The National Syrian Social Party asserted responsibility for the operation. In a communique, the group identified the woman driver as Norma Abu Hassan, 26, a Christian school teacher from northern Lebanon, The Associated Press reported.

Today's bombing came one week after a member of the same group was involved in an abortive seaborne attack on Israel's northern coast. Two Israeli soldiers and four guerrillas were killed in an ensuing gunbattle after the guerrillas made a morning landing in a rubber dinghy.

Jezzine, with a population of about 40,000, is the largest Christian town bordering the Israeli-held security zone in southern Lebanon. The town is about 20 miles north of the Israeli border and is controlled by the Israeli-backed South Lebanon Army, a Christian militia. The town has served as a haven for Christian refugees driven southward by Druze and Moslem militias from the Chouf mountains and townships east of Sidon since the summer of 1983.

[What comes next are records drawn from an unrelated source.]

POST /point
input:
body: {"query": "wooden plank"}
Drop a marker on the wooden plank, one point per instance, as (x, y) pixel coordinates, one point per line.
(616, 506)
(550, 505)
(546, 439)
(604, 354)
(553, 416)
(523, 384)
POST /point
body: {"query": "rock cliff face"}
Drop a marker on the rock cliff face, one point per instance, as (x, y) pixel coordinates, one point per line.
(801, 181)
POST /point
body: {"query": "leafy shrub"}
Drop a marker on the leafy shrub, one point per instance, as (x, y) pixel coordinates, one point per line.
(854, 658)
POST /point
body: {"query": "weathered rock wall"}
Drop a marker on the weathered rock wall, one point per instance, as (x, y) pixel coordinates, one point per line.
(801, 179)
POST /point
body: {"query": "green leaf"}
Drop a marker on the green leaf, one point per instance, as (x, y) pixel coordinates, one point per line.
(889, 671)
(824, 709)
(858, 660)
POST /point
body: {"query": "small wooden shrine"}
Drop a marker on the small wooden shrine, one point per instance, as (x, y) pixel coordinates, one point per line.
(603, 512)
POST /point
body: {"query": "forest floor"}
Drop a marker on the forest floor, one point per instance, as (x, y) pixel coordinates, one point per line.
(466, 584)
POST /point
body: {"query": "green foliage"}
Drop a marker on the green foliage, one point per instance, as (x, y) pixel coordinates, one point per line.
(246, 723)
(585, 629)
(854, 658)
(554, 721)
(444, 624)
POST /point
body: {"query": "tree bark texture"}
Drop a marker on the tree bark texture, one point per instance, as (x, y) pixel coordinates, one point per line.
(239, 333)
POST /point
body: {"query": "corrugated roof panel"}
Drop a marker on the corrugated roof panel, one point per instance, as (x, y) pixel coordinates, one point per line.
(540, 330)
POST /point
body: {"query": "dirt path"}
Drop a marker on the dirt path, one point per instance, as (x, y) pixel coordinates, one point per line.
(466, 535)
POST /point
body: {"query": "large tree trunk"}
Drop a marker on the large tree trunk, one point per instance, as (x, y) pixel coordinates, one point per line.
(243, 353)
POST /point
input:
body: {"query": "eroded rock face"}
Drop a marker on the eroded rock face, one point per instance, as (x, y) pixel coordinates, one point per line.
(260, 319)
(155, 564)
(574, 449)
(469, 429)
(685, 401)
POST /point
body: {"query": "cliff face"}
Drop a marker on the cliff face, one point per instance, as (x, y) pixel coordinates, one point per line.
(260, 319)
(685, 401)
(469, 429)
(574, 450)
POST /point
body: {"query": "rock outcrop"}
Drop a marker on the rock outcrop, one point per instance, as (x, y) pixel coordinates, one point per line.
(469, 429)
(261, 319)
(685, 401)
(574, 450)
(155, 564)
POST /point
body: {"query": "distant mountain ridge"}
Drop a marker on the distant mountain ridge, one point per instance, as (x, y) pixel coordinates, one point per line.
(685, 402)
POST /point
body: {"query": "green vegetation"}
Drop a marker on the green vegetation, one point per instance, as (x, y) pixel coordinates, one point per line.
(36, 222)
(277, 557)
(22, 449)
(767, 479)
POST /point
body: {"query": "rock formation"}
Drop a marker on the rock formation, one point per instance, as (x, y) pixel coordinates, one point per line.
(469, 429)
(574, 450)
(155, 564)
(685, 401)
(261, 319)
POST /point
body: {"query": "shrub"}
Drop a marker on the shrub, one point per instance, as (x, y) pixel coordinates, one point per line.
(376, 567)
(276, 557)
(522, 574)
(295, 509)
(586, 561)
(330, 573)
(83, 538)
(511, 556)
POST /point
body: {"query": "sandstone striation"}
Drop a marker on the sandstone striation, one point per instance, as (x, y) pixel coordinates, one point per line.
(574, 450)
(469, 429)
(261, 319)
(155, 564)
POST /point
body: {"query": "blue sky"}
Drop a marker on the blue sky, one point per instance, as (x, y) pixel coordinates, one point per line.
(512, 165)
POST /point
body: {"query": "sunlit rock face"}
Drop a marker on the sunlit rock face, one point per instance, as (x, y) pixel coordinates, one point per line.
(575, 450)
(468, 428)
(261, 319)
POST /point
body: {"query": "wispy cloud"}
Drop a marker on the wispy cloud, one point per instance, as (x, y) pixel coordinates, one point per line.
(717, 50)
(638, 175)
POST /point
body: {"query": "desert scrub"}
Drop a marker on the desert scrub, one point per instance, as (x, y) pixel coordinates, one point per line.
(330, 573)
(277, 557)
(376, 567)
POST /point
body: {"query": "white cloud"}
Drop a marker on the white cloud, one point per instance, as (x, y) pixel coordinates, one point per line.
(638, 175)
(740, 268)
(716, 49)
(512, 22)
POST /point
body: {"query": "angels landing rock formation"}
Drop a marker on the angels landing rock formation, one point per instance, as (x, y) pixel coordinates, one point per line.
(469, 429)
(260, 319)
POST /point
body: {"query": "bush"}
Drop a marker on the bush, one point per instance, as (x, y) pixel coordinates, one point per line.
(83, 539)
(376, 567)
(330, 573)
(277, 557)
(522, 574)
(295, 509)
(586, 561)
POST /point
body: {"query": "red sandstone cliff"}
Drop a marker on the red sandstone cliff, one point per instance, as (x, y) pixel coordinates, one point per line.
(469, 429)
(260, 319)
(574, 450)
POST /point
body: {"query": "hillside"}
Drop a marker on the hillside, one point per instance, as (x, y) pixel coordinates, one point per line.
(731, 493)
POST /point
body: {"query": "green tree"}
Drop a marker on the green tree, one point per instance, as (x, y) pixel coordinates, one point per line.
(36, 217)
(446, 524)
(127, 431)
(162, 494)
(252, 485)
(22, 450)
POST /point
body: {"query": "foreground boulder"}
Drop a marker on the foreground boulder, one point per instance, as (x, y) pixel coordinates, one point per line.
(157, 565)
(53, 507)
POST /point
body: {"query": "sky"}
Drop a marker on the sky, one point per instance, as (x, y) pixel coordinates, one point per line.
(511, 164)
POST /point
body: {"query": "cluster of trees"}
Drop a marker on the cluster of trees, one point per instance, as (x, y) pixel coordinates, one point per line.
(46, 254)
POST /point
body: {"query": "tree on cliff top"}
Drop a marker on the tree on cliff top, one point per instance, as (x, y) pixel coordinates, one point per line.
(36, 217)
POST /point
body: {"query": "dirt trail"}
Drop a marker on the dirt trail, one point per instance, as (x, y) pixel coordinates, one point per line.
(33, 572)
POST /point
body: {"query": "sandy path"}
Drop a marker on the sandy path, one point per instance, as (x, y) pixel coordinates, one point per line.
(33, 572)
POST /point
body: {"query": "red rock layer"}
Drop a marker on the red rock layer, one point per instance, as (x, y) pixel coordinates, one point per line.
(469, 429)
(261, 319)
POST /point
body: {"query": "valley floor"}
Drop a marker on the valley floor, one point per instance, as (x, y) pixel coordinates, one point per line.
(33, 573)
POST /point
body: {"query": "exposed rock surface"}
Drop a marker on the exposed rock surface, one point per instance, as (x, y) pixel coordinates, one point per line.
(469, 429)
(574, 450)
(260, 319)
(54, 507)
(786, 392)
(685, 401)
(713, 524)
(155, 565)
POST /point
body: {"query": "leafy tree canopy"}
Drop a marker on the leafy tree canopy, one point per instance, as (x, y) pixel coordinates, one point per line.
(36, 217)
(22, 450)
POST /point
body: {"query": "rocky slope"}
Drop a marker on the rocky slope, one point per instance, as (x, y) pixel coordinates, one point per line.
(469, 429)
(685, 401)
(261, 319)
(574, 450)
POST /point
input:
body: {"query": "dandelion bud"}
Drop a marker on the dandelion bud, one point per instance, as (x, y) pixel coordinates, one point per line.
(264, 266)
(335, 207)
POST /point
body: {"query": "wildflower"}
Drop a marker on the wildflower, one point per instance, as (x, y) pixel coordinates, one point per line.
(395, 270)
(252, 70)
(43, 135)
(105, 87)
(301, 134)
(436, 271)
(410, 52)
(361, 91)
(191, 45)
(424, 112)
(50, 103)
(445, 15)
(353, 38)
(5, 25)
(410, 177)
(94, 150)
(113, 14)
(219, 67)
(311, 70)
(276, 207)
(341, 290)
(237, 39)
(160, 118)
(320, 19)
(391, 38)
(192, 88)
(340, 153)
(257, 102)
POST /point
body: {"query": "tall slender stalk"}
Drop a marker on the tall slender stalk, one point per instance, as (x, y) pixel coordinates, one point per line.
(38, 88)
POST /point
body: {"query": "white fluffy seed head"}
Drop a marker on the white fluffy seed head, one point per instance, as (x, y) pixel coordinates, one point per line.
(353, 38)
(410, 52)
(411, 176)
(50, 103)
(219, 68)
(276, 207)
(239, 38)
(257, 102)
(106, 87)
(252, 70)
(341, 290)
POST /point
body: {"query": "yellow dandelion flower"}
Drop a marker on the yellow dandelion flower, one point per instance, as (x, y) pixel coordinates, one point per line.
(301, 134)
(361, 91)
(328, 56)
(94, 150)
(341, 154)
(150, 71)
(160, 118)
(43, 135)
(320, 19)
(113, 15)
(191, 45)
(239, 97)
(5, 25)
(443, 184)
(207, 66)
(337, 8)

Ten minutes before the gray BMW driven by Hassan exploded at 11:45 a.m., the South Lebanon Army detonated another bomb-packed car in Jezzine and arrested its driver, security sources in south Lebanon said. Christian-controlled radio stations in Beirut identified the driver as Ali Hossnieh, who it said was a Syrian carrying forged identity papers, the AP reported.

Jezzine deputy Edmond Rizk condemned the bombing. "We are stunned by this regrettable incident in the heart of Jezzine in the main square and on its main street in the midst of houses and shops," he said. Security sources reached by telephone said several buildings, a pickup truck and another car were damaged.

Rizk appealed to the town's Christian and Moslem inhabitants to stand together against attempts to divide them.

The pro-Syrian group allegedly has carried out at least four of the 19 suicide attacks targeting Israeli and South Lebanon Army posts in the south since Israel pulled out most of its troops last year.

The surge in guerrilla operations in south Lebanon after a lull of several months follows the implementation of a Syrian-supported security plan for west Beirut and the deployment of elite Syrian forces alongside Lebanese soldiers.

The possibility of extending the security plan to the coastal highway linking Beirut to Sidon has raised fears among Palestinian guerrillas that a clampdown by Syrian troops would affect their movement between the refugee camps in south Lebanon and the Lebanese capital.